“I’m afraid he won’t, Anne.”
“Don’t imagine I ever thought he would. He never did anything to make me think it for a minute, really.”
“Are you quite sure he didn’t?”
“Quite sure. I made it all up out of my head. My silly head. I don’t care what you think of me so long as you don’t think it was Jerry’s fault. I should go on caring for him whatever he did or didn’t do.”
“I know you would. But it’s possible—”
“To care for two people and marry one of them, no matter which? It isn’t possible for me. If I can’t have the person I want I won’t have anybody.”
“It isn’t wise, Anne. I tell you I could make you care for me. I know all about you. I know how you think and how you feel. I understand you better than Jerrold does. You’d be happy with me and you’d be safe.”

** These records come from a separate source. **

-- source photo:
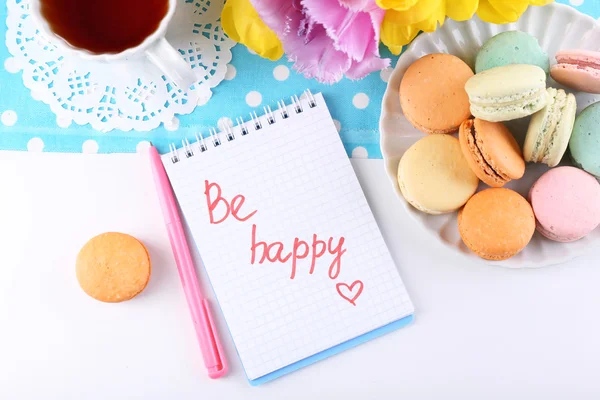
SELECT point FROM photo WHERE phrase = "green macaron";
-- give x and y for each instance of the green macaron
(585, 140)
(512, 47)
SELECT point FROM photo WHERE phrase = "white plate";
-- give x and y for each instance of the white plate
(556, 27)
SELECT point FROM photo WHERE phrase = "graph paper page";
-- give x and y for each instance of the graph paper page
(292, 250)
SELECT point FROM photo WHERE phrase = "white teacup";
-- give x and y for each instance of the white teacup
(155, 47)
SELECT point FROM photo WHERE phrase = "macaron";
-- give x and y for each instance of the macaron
(508, 92)
(496, 223)
(584, 144)
(578, 69)
(491, 151)
(113, 267)
(550, 129)
(434, 176)
(432, 93)
(512, 47)
(566, 203)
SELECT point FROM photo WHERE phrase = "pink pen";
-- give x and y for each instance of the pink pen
(203, 323)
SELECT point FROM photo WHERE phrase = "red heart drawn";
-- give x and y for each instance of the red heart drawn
(350, 288)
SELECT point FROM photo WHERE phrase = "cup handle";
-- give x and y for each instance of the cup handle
(170, 62)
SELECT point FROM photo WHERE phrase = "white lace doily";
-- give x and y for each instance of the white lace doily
(132, 94)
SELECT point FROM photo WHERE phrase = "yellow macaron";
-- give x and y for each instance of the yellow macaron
(434, 176)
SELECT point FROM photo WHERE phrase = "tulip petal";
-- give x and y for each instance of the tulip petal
(501, 11)
(540, 2)
(398, 5)
(352, 32)
(242, 24)
(461, 10)
(394, 34)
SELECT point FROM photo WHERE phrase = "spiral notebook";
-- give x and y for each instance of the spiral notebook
(293, 253)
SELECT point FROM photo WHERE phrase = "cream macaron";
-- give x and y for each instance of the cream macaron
(434, 176)
(508, 92)
(550, 129)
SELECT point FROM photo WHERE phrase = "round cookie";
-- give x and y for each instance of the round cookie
(512, 47)
(113, 267)
(432, 93)
(496, 223)
(434, 176)
(491, 151)
(584, 144)
(566, 203)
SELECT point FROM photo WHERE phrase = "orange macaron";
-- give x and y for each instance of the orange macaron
(496, 223)
(491, 151)
(113, 267)
(432, 93)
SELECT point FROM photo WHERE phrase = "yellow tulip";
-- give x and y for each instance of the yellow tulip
(401, 27)
(242, 24)
(404, 19)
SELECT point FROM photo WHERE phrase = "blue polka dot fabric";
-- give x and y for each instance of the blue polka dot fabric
(27, 124)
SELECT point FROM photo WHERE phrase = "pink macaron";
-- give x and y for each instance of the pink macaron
(578, 69)
(566, 204)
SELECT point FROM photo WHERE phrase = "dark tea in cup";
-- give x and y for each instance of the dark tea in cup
(104, 26)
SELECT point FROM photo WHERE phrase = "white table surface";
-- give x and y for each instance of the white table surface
(480, 331)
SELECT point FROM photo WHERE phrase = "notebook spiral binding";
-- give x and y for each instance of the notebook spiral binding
(242, 126)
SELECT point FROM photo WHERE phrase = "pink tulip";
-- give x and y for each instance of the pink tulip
(327, 39)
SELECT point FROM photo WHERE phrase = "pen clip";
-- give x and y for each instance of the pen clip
(220, 369)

“It’s no use. I’d rather be unhappy and in danger if it was with Jerrold.”
“You’ll be unhappy and in danger without him.”
“I don’t care. Besides, I shan’t be. I shall work. You’ll work, too. It’ll be so exciting that you’ll soon forget all about me.”

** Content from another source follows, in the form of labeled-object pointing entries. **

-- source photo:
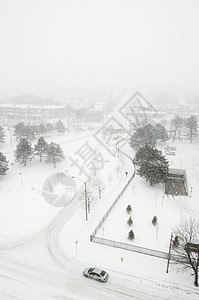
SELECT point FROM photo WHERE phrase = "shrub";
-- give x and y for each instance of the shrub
(130, 221)
(176, 241)
(129, 209)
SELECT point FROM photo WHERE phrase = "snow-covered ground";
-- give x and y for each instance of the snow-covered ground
(44, 249)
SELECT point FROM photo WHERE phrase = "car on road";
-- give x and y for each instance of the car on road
(95, 273)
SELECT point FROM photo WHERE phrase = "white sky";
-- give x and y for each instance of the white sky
(59, 44)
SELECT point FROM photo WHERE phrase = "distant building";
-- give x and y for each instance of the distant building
(22, 112)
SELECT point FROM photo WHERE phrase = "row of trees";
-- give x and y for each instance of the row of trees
(189, 126)
(31, 131)
(26, 152)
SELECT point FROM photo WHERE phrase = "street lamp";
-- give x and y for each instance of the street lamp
(85, 195)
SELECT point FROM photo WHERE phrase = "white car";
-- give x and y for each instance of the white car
(95, 273)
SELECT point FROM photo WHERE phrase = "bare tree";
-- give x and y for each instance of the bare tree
(91, 199)
(99, 186)
(187, 247)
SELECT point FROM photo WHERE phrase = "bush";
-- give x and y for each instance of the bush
(155, 220)
(176, 241)
(131, 235)
(130, 221)
(129, 209)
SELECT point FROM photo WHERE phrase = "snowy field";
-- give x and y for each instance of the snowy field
(44, 249)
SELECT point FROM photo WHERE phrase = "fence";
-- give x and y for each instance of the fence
(138, 249)
(125, 246)
(115, 201)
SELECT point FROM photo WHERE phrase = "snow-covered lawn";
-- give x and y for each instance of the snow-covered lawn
(24, 211)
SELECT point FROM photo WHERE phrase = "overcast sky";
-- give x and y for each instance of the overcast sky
(54, 45)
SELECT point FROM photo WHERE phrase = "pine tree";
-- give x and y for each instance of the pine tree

“You know I shan’t. And I’ll never give you up, unless Jerrold gets you.”
“Eliot—I only told you about Jerrold, because I thought you ought to know. So that you mightn’t think it was anything in you.”

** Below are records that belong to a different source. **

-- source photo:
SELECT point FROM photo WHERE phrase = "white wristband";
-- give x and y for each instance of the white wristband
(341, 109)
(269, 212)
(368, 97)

“It isn’t something in me, then? Tell me—if it hadn’t been for Jerry, do you think you might have cared for me?”
“Yes. I do. I quite easily might. And I think it would be a jolly good thing if I could, now. Only I can’t. I can’t.”
“Poor little Anne.”
“Does it comfort you to think I’d have cared if it hadn’t been for Jerry?”
“It does, very much.”
“Eliot—you’re the only person I can talk to about him. Do you mind telling me whether he said that to you, or whether you just guessed it.”
“What?”
“Why, that he wouldn’t—ever—”
“I asked him, Anne, because I had to know. And he told me.”
“I thought he told you.”
“Yes, he told me. But I’m a cad for letting you think he didn’t care for you. I believe he did, or that he would have cared—awfully—if my father hadn’t died just then. Your being in the room that day upset him. If it hadn’t been for that—”
“Yes, but there was that. It was like he was when Binky died and he couldn’t stand Yearp. Don’t you remember how he wouldn’t let me go with him to see Yearp because he said he didn’t want me mixed up with it. Well—I’ve been mixed up, that’s all.”
“Still, Anne, I’m certain he’d have cared—if that’s any comfort to you. You didn’t make it up out of your dear little head. We all thought it. Father thought it. I believe he wanted it. If he’d only known!”
She thought: If he’d only known how he had hurt her, he who had never hurt anybody in all his beautiful life.